今までのツールに無かった特徴として、CRAYON BOOKの5つの領域は関連性を持つように開発されています。さらに、環境や大人の関わりが子どもの育ちにどのように影響をしているのかということが、まるで一つのストーリーになっています。評価結果を見る際にも、一つひとつの項目だけでなく領域の関係性を分析することで、一人ひとりのストーリーとして子どもたちの育ちを追うことができます。
子どもの育ちを“包括的に把握する”ことができるのもCRAYON BOOKの特徴です。CRAYON BOOKでは、子ども自身だけでなくその子の周囲の環境や大人の関わり方までを観る視点(=観点)としています。観点を分けることで一つひとつ細かく振り返ってチェックすることができ、さらに子どもの育ちを通して、大人も子どもへの関わり方を知ることができるのです。すると、今の子どもにどんな環境をつくったら良いか? どんな関わりが合っているか?を考えるヒントになりますし、子どもの育ちの見通しを立ててこれからどんな環境や関わりが必要かという予測や計画ができます。CRAYON BOOKを活用することで、育みたい子どもの育ちに対する環境や大人の関わりとの関係を考えることができるようになるため、知らず知らずのうちに「ねらい」や「意図」を持った教育的関わりが増えるでしょう。

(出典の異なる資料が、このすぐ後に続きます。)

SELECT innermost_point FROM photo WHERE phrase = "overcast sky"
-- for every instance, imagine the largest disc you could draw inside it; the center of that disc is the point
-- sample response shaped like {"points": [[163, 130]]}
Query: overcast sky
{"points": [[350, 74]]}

CRAYON BOOKは、CRAYON BOOKを使っている人同士はもちろん、使っていない人との情報共有も円滑にします。CRAYON BOOKは、観察するための視点を定めるものなので、使った人はみんなが同じ目線で話し合うことができるようになります。また、子どもの育ちに関係して「何が(=環境や関わり方)」「どこに(=子どもの育ち)」「どう」影響を与えているのかについて言語化することを助け、考えや経験則を具体的に“見える化”します。子どもに関わるとき、「これまでも同じようにしていたから、今回もこうする」や「似たような経験があるけど、その時はこうして上手くいった」から、「今の環境や子どもの様子がこうだから、こうすることで子どものこの部分にアプローチできるだろう」とより明確な根拠を持つことができます。すると、普段からCRAYON BOOKを使っていない人にも、伝えやすくかつ納得しやすい情報共有の関係が生まれるでしょう。CRAYON BOOKは、個人の経験験や専門性、観る視点の“差”を埋め、関わる大人同士の共通認識をつくります。
CRAYON BOOKの対象年齢は、0歳児から卒園(小学校入学前)までです。子どもの身体的な成長発達に合わせて、「0歳用」「1-2歳用」「3-5歳用」と3つに分かれており、それぞれ領域や項目が少しづつ変化していきます。そのため、評価を行う際には子どもの実際の年齢に合わせて選択します。